Published in Health and Wellness
ARS scientists Danielle Lemay (right) and Zeynep Alkan review microscope images and data from SAMSA2 software.

Gut health. It’s making headlines these days. And with good reason. Did you know that there are trillions of microbes in your gut? All those microbes—mainly bacterial species—are constantly acting and interacting in ways that can either help or harm us. The question researchers are asking is “How, exactly?”

A recent study by Agricultural Research Service (ARS) researchers and scientists from the University of California-Davis provides some insight.

Gut bacteria and nutrition are inseparable, says molecular biologist Danielle Lemay, with ARS’s Western Human Nutrition Research Center in Davis, California. Gut bacteria aid nutrient absorption, while nutrients influence which gut bacteria live and die. Together they promote health or disease.

Lemay and her team studied gut bacteria in rhesus macaque monkeys, who can suffer from a diarrheal disease similar to ulcerative colitis in humans. All the monkeys in the study—healthy and sick—were fed the same diet. This made it easier to study whether their gut microbes responded differently to the same foods. The team used a new method called “SAMSA2,” which they developed, to observe all genes expressed by all organisms—bacteria, fungi, protists—in fecal samples from healthy monkeys and from those with chronic diarrhea.

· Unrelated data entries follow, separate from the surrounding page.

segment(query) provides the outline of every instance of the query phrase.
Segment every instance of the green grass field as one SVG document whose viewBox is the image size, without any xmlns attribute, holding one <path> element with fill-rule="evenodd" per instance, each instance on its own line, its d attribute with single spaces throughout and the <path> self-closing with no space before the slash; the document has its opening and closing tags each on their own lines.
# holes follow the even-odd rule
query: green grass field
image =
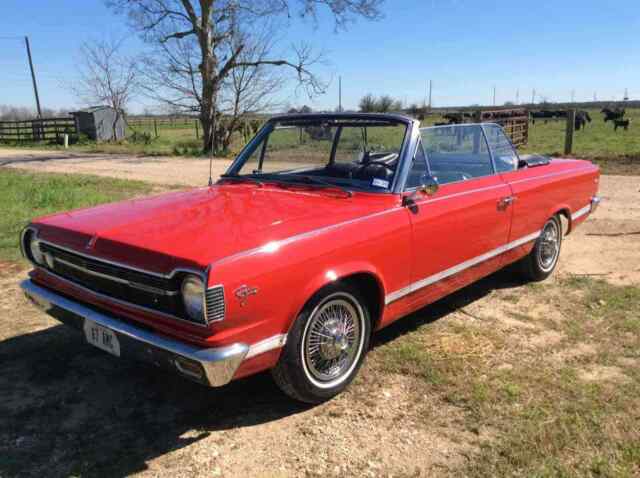
<svg viewBox="0 0 640 478">
<path fill-rule="evenodd" d="M 627 109 L 625 119 L 631 121 L 628 131 L 614 131 L 613 123 L 605 123 L 598 109 L 587 111 L 592 121 L 575 132 L 571 156 L 594 161 L 605 174 L 640 174 L 640 109 Z M 439 116 L 430 116 L 423 124 L 441 121 Z M 529 142 L 519 152 L 563 156 L 565 128 L 565 119 L 529 123 Z"/>
<path fill-rule="evenodd" d="M 29 220 L 149 193 L 139 181 L 0 169 L 0 260 L 20 257 L 18 236 Z"/>
<path fill-rule="evenodd" d="M 640 434 L 632 416 L 640 397 L 640 288 L 569 276 L 494 293 L 520 329 L 488 326 L 495 319 L 486 311 L 473 320 L 447 317 L 377 348 L 370 361 L 383 373 L 415 377 L 422 382 L 415 394 L 425 397 L 418 400 L 437 397 L 464 410 L 462 426 L 491 437 L 459 476 L 639 476 Z M 554 318 L 524 305 L 516 312 L 528 301 L 545 302 Z M 451 303 L 443 307 L 450 311 Z M 520 345 L 540 329 L 562 340 L 549 341 L 545 353 Z M 592 355 L 576 352 L 587 343 Z M 594 380 L 593 370 L 620 375 Z M 424 421 L 436 420 L 432 406 Z"/>
<path fill-rule="evenodd" d="M 574 154 L 580 158 L 602 158 L 613 156 L 640 157 L 640 109 L 627 110 L 625 119 L 631 121 L 628 131 L 613 130 L 611 121 L 605 123 L 598 110 L 589 110 L 591 123 L 576 131 L 573 138 Z M 529 144 L 523 151 L 559 155 L 564 149 L 566 121 L 536 121 L 529 125 Z"/>
<path fill-rule="evenodd" d="M 626 118 L 631 121 L 628 131 L 613 130 L 611 122 L 605 123 L 599 110 L 588 110 L 592 122 L 586 128 L 577 131 L 574 136 L 572 156 L 591 159 L 597 162 L 606 173 L 640 174 L 640 109 L 627 109 Z M 440 116 L 429 116 L 423 126 L 441 122 Z M 520 148 L 521 153 L 539 153 L 560 156 L 564 150 L 566 121 L 536 121 L 529 125 L 529 143 Z M 134 135 L 134 132 L 138 133 Z M 145 137 L 146 135 L 146 137 Z M 181 122 L 175 125 L 159 124 L 158 137 L 155 136 L 153 122 L 138 124 L 130 130 L 126 140 L 118 143 L 85 143 L 71 147 L 73 151 L 88 153 L 128 153 L 143 155 L 201 155 L 202 135 L 196 131 L 195 122 Z M 198 136 L 198 137 L 197 137 Z M 148 141 L 147 141 L 148 140 Z M 22 144 L 22 147 L 46 147 L 62 149 L 58 145 Z M 237 153 L 243 146 L 238 138 L 232 145 L 229 155 Z"/>
</svg>

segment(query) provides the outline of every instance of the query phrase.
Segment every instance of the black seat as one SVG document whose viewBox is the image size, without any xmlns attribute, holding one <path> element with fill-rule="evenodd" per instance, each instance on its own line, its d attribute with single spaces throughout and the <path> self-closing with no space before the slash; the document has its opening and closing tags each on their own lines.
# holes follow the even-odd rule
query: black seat
<svg viewBox="0 0 640 478">
<path fill-rule="evenodd" d="M 330 163 L 324 168 L 324 176 L 332 178 L 355 178 L 362 166 L 354 163 Z"/>
<path fill-rule="evenodd" d="M 393 177 L 393 170 L 381 164 L 368 164 L 360 168 L 355 177 L 364 181 L 371 181 L 373 178 L 390 180 Z"/>
</svg>

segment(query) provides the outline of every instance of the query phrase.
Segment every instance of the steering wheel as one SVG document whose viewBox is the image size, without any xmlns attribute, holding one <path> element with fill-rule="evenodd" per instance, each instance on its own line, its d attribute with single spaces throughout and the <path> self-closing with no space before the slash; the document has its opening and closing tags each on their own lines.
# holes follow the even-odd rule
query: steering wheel
<svg viewBox="0 0 640 478">
<path fill-rule="evenodd" d="M 371 166 L 372 164 L 376 165 L 376 166 L 382 166 L 383 168 L 388 169 L 389 171 L 391 171 L 392 173 L 394 173 L 396 170 L 394 167 L 389 166 L 387 163 L 385 163 L 383 160 L 381 159 L 374 159 L 373 161 L 369 161 L 366 165 L 365 168 Z"/>
</svg>

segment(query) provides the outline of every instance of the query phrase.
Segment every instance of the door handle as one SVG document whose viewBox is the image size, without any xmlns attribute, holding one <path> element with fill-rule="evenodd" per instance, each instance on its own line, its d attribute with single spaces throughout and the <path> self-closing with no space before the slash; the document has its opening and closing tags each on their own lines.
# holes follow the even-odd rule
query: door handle
<svg viewBox="0 0 640 478">
<path fill-rule="evenodd" d="M 507 209 L 511 204 L 515 202 L 516 198 L 514 196 L 503 197 L 498 201 L 499 209 Z"/>
</svg>

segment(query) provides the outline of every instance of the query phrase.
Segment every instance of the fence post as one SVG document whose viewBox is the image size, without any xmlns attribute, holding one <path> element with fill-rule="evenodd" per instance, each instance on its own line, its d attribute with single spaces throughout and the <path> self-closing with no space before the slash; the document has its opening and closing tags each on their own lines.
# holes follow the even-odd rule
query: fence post
<svg viewBox="0 0 640 478">
<path fill-rule="evenodd" d="M 573 150 L 573 130 L 576 125 L 576 110 L 567 111 L 567 129 L 564 137 L 564 154 L 571 154 Z"/>
<path fill-rule="evenodd" d="M 156 132 L 156 138 L 158 137 L 158 121 L 153 118 L 153 130 Z"/>
<path fill-rule="evenodd" d="M 198 132 L 198 120 L 194 120 L 194 124 L 196 125 L 196 139 L 200 139 L 200 133 Z"/>
</svg>

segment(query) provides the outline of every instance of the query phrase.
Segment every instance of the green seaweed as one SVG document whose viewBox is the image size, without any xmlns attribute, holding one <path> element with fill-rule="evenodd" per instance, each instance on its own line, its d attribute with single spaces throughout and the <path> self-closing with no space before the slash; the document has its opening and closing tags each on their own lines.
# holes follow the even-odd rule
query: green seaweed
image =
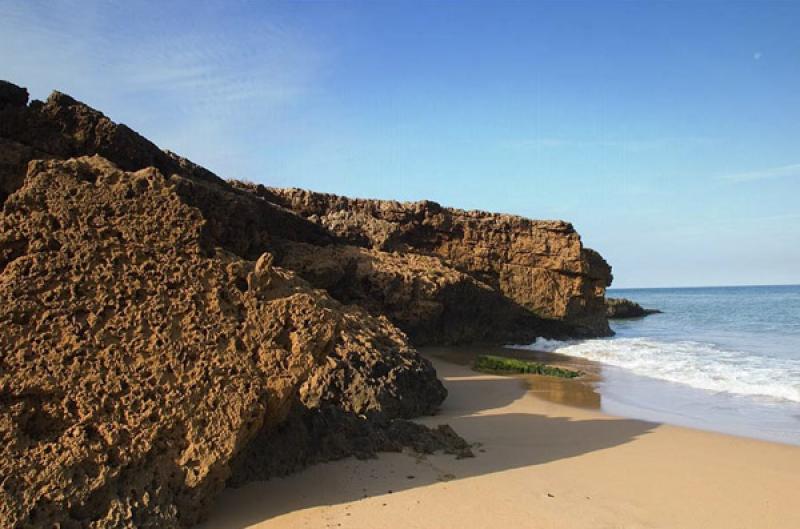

Even though all the monkeys consumed the same foods, this study showed that the “diet” of their gut microbes was not the same, Lemay said. Gut microbes can consume carbohydrates contained in the foods we eat or produced by our intestinal cells. Gut microbes in the diseased animals expressed more genes that enabled them to consume more of the carbohydrates produced by intestinal cells. That was a problem because those carbohydrates also form a protective layer of mucin over the intestinal cells, and too much degradation of the layer enables microbes to cross the intestinal barrier.

Another critical discovery was that the identity of a particular bacterium is not as important as what it is doing in the gut. For example, the pathogen Campylobacter  was found in both groups, but in the diseased animals, the pathogen expressed a gene that allowed it to attach to the mucin layer. In healthy animals, Campylobacter  may just pass through, Lemay says.

These study findings, published in Microbiome in 2019, could have implications for chronic gastrointestinal diseases, such as ulcerative colitis, that affect humans.—By Sue Kendall, ARS Office of Communications.